This past weekend in the Bronx began where the previous weekend left off – with violence.
Just after midnight on Friday night, a car pulled up to a group of teenagers in Williamsbridge on Fenton Avenue and opened fire, killing 16-year-old Tashawn Bromfield of Connecticut. Tashawn was in town visiting his father. No one else was injured. Police said Tashawn was not the intended target and that it may have been the result of a gang initiation. More from NY1.
A few hours later, at about 7:15 Saturday morning, more tragedy struck the borough as 19-year-old Kevin Mejia was killed after falling from the roof of a six-story apartment building on University Avenue. Police are treating Mejia’s death as an accident, saying the teenager lost his footing. It’s unclear what he was doing on the roof of an apartment building blocks away from his own.
On Friday afternoon, a battery exploded at the Longwood Ave. 6-Train station.
Bedbugs are thriving in all the five boroughs, a new poll suggests.
Pedro Espada Jr. may benefit from a crowded 33rd Senate District race this fall.
Scholars worry that the writings of a legendary Yiddish author, Chaim Grade, will be trashed by Bronx bureaucrats. The Bronx Public Administration took the writings after Grade’s widow, who lived in the Amalgamated Houses, died in May and left no will.
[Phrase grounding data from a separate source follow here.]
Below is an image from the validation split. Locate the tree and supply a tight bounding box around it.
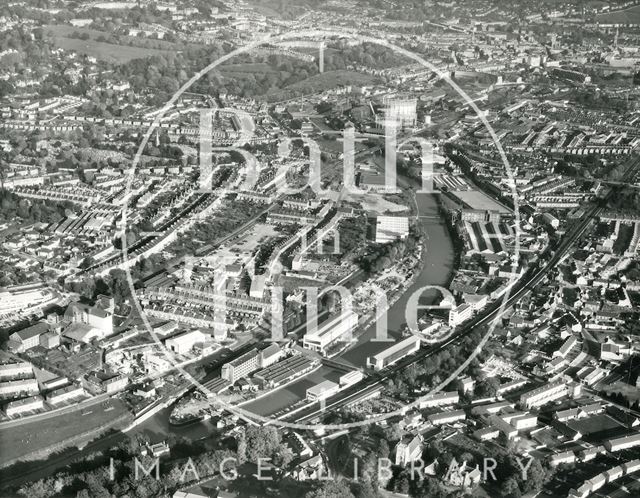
[304,480,355,498]
[522,460,548,493]
[245,426,281,463]
[500,477,522,498]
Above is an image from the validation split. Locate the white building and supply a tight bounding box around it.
[376,216,409,244]
[604,433,640,452]
[47,385,84,404]
[367,335,420,370]
[4,396,44,417]
[165,330,208,354]
[449,303,474,327]
[0,361,33,379]
[395,434,422,466]
[418,391,460,410]
[0,379,38,397]
[427,410,467,425]
[520,380,570,410]
[307,380,340,402]
[302,310,358,354]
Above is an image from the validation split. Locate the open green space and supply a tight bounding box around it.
[0,399,127,466]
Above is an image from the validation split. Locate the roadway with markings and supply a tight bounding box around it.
[283,157,640,423]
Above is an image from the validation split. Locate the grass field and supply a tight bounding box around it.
[218,62,279,74]
[44,24,178,63]
[0,399,127,466]
[596,5,640,24]
[268,70,380,102]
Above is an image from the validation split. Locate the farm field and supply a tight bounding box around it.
[44,25,179,63]
[596,5,640,24]
[0,398,127,466]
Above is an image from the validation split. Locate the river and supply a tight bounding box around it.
[2,184,454,490]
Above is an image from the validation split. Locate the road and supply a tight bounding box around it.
[284,158,640,423]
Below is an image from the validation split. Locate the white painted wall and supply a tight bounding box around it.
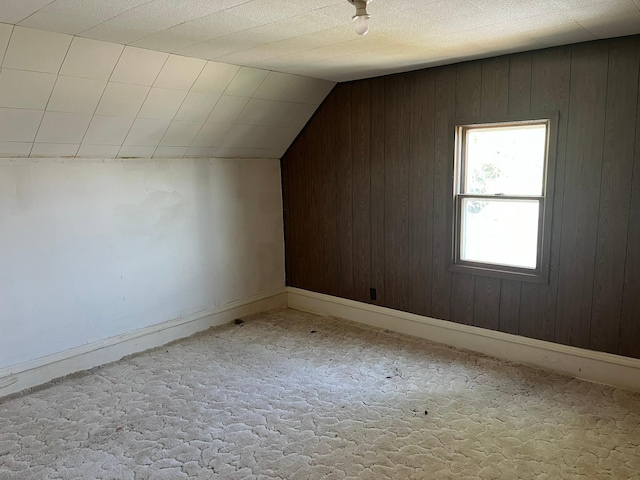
[0,158,284,368]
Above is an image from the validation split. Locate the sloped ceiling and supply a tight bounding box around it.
[0,0,640,81]
[0,23,334,158]
[0,0,640,158]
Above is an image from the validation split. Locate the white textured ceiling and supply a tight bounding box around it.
[0,24,334,158]
[0,0,640,81]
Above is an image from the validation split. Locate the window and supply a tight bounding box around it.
[450,116,557,282]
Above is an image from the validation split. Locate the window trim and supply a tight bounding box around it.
[447,112,559,283]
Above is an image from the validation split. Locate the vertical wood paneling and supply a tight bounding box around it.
[518,47,571,341]
[351,81,371,302]
[555,43,609,348]
[431,67,456,320]
[282,36,640,358]
[618,56,640,358]
[384,75,411,311]
[498,280,522,335]
[498,53,531,334]
[449,62,480,325]
[320,94,338,295]
[480,57,509,115]
[371,78,386,305]
[473,57,509,330]
[589,40,640,353]
[304,112,325,292]
[289,128,311,289]
[408,70,435,316]
[335,83,353,299]
[509,53,531,113]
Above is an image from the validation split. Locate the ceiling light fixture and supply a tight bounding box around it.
[348,0,371,35]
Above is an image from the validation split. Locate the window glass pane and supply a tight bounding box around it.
[460,198,539,269]
[463,124,547,195]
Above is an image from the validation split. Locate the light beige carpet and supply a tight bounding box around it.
[0,310,640,480]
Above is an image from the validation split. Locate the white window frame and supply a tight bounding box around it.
[448,113,558,283]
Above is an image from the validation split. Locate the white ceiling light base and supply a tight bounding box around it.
[348,0,371,35]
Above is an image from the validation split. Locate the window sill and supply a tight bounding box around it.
[447,264,549,284]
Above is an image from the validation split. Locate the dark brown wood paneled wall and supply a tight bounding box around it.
[282,36,640,358]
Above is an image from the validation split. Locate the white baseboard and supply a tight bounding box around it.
[287,287,640,391]
[0,289,287,397]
Now, in some more inspiring, sports-related news, Bronx native and Villanova senior guard Corey Fisher set what appears to be a new street basketball record when he dropped 105 points during a summer league game at Watson Gleason Playground. Former NYC hoops star Howard Garfinkel called Fisher a “pathological scorer.”
A team of Bronx high school all-stars beat their Brooklyn counterparts in the Nike World Basketball Festival’s Battle of the Boroughs. The Boogie Down takes on either Queens or Manhattan next weekend for the championship.
NBC reports on the Bronx’s wildly successful Rocking the Boat youth program.